C. - LES EFFETS DU CLASSEMENT

Le Conseil souligne que les dispositions législatives relatives au classement des réseaux de chaleur et de froid, sur le bien-fondé desquelles il n'a pas à se prononcer, ont un effet nécessairement restrictif sur la concurrence, en ce qu'elles instituent, à certaines conditions, une obligation de raccordement des installations de chauffage ou de climatisation aux réseaux classés, excluant toute compétition entre systèmes de chauffage ou de climatisation et sources d'énergies. Le Conseil observe à cet égard, s'agissant des réseaux de chaleur, que l'on est en présence d'un marché où le service est assimilé à un service public et pour lequel le législateur et les pouvoirs publics ont été animés, de longue date, par des préoccupations mettant au second plan l'exercice de la concurrence (politique urbanistique, indépendance énergétique, politique de l'environnement).

1. Un dispositif dont l'incidence sur le fonctionnement de la concurrence sera subordonnée, en l'absence de coordination locale, à l'obligation de raccordement

a) Un dispositif de concertation au niveau local qui tend à limiter la concurrence entre les opérateurs

Les promoteurs du dispositif de classement des réseaux font valoir que le principe d'une coordination prévu à l'article 5 modifié de la loi n° 80-531 du 15 juillet 1980 entre les différents offreurs d'énergie s'inspire d'une situation qui prévaut dans le nord de l'Europe, où chaque énergie se voit accorder, au plan local, une zone réservée de fourniture. Il s'agit d'éviter une concurrence entre les énergies de réseaux qui conduise à des coûts d'infrastructure entraînant une mauvaise allocation des ressources.

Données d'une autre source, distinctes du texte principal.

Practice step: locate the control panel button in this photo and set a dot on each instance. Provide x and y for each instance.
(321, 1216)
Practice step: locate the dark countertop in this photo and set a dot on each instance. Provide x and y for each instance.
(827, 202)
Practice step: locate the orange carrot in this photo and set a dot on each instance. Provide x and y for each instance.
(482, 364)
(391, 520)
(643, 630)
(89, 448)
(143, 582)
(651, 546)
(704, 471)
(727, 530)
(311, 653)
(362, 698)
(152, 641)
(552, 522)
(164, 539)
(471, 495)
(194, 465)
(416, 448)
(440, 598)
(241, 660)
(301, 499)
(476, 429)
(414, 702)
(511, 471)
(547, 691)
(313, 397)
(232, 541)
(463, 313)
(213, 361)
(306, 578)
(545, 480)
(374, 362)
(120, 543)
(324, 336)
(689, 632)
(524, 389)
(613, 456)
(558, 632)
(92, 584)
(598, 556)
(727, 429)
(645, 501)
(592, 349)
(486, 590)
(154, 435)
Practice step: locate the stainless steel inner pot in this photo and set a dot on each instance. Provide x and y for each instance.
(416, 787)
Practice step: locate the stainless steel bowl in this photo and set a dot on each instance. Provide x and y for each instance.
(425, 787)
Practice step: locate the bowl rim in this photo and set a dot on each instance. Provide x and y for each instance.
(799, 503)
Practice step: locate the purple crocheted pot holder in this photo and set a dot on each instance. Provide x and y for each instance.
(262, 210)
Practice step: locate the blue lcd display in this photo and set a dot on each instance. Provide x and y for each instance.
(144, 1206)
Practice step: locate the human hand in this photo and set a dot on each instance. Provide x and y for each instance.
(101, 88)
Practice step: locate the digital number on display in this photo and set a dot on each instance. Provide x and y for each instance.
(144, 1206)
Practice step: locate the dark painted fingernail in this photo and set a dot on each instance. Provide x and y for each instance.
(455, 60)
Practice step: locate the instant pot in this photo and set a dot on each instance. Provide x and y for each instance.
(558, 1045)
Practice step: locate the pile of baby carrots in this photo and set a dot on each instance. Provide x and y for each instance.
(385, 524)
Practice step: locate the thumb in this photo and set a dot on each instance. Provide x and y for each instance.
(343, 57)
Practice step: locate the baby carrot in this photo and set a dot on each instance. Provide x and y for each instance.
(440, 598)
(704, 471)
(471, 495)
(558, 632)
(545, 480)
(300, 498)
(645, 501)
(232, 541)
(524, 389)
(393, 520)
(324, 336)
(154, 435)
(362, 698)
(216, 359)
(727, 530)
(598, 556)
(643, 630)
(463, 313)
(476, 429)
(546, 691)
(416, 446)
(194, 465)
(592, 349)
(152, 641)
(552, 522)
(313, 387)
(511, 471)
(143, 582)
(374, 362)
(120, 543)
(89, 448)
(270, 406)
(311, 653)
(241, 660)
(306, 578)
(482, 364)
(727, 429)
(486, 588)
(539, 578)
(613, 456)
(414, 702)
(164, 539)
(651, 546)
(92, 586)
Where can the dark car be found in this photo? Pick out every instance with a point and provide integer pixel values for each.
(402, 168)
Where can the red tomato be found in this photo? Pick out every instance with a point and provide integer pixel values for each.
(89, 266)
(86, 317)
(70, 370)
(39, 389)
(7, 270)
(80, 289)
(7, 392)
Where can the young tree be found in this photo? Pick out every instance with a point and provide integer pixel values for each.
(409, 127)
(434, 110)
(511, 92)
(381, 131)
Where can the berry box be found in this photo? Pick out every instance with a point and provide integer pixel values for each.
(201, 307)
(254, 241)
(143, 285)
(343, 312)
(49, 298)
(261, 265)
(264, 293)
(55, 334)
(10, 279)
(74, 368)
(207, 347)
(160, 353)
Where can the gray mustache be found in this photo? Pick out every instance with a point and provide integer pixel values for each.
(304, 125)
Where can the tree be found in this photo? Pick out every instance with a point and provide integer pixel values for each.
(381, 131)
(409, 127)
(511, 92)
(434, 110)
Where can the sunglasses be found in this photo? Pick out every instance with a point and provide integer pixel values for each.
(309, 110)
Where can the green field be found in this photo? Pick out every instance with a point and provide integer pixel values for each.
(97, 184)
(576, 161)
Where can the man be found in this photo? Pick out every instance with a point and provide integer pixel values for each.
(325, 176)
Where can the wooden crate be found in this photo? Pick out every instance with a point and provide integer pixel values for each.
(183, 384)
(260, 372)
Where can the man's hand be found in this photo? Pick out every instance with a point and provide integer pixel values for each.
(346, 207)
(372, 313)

Il convient de préciser à cet égard que, dans certains des pays concernés, il existe des offreurs multi-énergies, ce qui facilite l'existence de cette harmonisation.

En 1980, la coordination voulue par le législateur avait pour objectif de favoriser les réseaux pour des raisons économiques et se situait dans un contexte d'énergie chère. Son maintien dans la loi sur l'air et l'utilisation rationnelle de l'énergie, qui subordonne le dispositif de classement à des préoccupations environnementales, dans un contexte d'énergie peu chère, viserait plutôt à pérenniser la viabilité économique des réseaux de chaleur, une fois ceux-ci classés, étant rappelé qu'une des conditions du classement est l'équilibre financier du réseau. Celle-ci serait mise en péril, à défaut d'une telle concertation, par une politique commerciale agressive d'EDF et de GDF. Tel est le sens donné à cette procédure par l'AMORCE, selon laquelle : « Si on laisse jouer une concurrence non régulée entre les exploitants des trois réseaux, il est possible que la chaleur issue des énergies prioritaires ne soit pas totalement vendue. La logique commerciale des distributeurs de gaz et d'électricité risque de prendre le pas sur la nécessité d'utiliser des énergies renouvelables et non polluantes ».

Le Conseil relève que la mise en oeuvre d'un tel dispositif en France, où les opérateurs ne distribuent qu'une énergie, conduirait à une répartition de marché réalisée sous l'égide des autorités locales. C'est bien ainsi que l'entend l'AMORCE qui indique que la coordination « devrait se traduire par la répartition des immeubles clients entre les distributeurs de chaleur, de gaz et d'électricité dans les zones desservies par le réseau de chaleur ». Le principe même de l'exercice d'une libre concurrence entre les différents offreurs d'énergie est donc écarté indirectement par les dispositions de la loi. En pratique, on peut douter de la mise en ouvre de cette coordination qui supposerait qu'EDF et GDF acceptent une réduction de leur liberté commerciale. En cas d'échec de cette concertation, la loi prévoit que la collectivité locale ou le groupement de collectivités locales bénéficiaires du classement peut recourir au mécanisme de l'obligation de raccordement institué par son article 7.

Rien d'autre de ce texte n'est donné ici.